Wilderness Safaris purpose today is stronger than ever in their dedication to conserving and restoring Africa’s wilderness and wildlife. Operating in seven countries with over 40 camps, they exist to protect wilderness areas and the fauna and flora they support. Wilderness believes that in protecting these areas and including local communities in this process, they will make a difference to Africa and ultimately the world.
Wilderness Safaris recently rebuilt its Serra Cafema camp, which is now exclusively solar-powered. Each of the safari company’s lodges can be dismantled to leave no trace on the landscape should the lease run out. There are initiatives to help the local communities, whether it’s by collecting school children from boarding schools 25 kilometres away to spare them a trip by donkey cart, employing villagers to do things like laundry or providing water and food waste for livestock. At Serra Cafema, Himba women produce the Mbiri bath products, which are made with the resin that they have been harvesting for centuries from the ombumbiri-tree.

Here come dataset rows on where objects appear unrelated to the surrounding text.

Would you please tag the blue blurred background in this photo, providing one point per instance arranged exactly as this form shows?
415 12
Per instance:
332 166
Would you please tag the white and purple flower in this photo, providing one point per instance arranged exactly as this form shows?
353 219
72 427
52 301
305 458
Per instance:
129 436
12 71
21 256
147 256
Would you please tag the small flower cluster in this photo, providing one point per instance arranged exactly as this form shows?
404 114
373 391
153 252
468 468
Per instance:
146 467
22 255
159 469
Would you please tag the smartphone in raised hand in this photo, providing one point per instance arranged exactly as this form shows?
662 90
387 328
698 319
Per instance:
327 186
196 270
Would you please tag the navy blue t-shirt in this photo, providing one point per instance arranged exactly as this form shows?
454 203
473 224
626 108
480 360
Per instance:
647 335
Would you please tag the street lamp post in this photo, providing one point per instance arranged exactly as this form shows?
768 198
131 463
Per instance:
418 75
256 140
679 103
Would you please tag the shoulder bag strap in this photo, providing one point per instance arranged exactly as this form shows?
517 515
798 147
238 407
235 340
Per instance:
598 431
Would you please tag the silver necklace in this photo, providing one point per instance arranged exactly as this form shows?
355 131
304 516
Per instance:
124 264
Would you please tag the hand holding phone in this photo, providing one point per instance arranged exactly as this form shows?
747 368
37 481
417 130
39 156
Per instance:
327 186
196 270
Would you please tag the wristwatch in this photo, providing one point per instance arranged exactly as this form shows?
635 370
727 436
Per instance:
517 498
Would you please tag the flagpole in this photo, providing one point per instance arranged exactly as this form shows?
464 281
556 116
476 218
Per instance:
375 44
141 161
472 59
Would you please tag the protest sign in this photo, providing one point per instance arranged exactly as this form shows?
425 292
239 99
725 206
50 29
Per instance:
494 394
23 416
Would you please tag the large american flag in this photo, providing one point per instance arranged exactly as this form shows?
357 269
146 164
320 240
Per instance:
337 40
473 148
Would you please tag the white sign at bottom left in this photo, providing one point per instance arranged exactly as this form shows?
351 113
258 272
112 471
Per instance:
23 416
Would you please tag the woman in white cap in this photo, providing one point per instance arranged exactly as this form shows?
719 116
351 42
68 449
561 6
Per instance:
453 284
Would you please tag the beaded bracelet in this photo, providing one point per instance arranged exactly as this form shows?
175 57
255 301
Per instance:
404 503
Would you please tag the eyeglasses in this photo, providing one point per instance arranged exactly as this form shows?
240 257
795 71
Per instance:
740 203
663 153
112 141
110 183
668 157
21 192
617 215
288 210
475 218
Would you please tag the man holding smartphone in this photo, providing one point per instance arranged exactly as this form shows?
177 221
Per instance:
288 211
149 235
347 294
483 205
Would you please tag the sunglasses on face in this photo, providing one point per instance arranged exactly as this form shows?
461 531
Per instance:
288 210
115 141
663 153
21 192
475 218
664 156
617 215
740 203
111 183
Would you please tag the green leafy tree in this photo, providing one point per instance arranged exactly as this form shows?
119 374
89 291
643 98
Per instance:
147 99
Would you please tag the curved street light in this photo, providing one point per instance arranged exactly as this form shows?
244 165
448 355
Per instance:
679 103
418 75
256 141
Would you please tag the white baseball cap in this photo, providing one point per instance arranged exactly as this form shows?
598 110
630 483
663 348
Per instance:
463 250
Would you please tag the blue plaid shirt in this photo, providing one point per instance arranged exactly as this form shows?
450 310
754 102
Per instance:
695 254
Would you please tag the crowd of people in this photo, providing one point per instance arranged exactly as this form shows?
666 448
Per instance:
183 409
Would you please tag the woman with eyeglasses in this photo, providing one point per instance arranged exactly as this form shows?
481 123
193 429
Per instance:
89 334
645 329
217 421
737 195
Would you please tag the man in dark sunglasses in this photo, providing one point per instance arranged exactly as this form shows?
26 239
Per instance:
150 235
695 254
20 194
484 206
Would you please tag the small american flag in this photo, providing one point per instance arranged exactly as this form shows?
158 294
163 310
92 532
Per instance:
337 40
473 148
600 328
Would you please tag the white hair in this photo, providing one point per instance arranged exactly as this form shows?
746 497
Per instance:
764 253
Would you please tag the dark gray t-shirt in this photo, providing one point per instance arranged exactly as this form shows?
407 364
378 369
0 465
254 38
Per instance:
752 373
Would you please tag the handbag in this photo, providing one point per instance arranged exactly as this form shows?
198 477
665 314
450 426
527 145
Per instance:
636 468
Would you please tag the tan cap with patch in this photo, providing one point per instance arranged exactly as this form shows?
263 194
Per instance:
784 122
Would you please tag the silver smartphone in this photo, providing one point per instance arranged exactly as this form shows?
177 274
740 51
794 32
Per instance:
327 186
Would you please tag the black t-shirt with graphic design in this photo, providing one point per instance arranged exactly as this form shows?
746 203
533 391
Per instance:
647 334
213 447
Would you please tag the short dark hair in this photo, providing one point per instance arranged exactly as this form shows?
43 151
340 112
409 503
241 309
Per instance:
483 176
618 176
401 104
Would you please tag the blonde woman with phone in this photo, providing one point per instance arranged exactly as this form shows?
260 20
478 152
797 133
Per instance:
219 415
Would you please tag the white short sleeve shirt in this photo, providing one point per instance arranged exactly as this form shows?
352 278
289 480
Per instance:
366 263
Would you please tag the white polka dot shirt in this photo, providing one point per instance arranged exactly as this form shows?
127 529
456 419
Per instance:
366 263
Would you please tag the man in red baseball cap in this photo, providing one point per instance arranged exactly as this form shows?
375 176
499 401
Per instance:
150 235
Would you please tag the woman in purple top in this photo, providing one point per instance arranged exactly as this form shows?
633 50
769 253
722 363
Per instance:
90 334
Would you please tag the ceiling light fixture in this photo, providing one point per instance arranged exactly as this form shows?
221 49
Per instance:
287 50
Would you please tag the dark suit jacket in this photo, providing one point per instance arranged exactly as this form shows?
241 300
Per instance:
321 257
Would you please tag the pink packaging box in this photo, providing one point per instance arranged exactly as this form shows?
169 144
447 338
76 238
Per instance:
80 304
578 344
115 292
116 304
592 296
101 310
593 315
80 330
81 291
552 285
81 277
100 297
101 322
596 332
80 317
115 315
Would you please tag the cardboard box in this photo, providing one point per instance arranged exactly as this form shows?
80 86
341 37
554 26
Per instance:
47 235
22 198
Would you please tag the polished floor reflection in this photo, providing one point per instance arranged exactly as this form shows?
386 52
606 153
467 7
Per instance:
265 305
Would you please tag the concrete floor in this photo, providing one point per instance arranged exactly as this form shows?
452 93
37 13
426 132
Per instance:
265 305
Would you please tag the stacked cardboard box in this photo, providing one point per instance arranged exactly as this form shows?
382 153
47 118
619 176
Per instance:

The landscape is incredible – Namibia has been called the land God made in anger and that emotion certainly makes sense here, where empty expanses of red deserts, huge yellow dunes and the occasional tuft of shrub form the Mars-like terrain. From the sky by light aircraft, (through Wilderness Air), you’ll be able to spot mysterious fairy circles: these sparse round patches are numerable in Kaokoland, yet their origin is unknown. Theories range from the straightforward boma or livestock-enclosure, marks left by the nomadic Himba people; a by-product of volcanic heat; termites to the fantastical literal fairy circles, created by local imps or aliens.
There are of course also Wilderness camps on the Skeleton Coast and right down south near some of the most famous sand dunes in the world at Sossusvlei.
A 90-minute hop by Wilderness Air south will get you to the famous Damaraland, where the namesake camp occupies its own pristine wilderness and activities include mountain hikes and safari drives in search of flocks of ostrich, desert-adapted elephant and daintily hopping oryx. Or track black rhinos in the wild and see the work the Save the Rhino Trust is doing to protect these endangered animals and restore the population levels with a visit to Desert Rhino Camp, also in the north-west.
Within Namibia Wilderness offers 7 beautifully positioned camps which include; Serra Cafema Camp, Damaraland Camp, Doro Nawas Camp, Desert Rhino Camp, Kulala Desert Lodge, Hoanib Skeleton Coast Camp, and Little Kulala.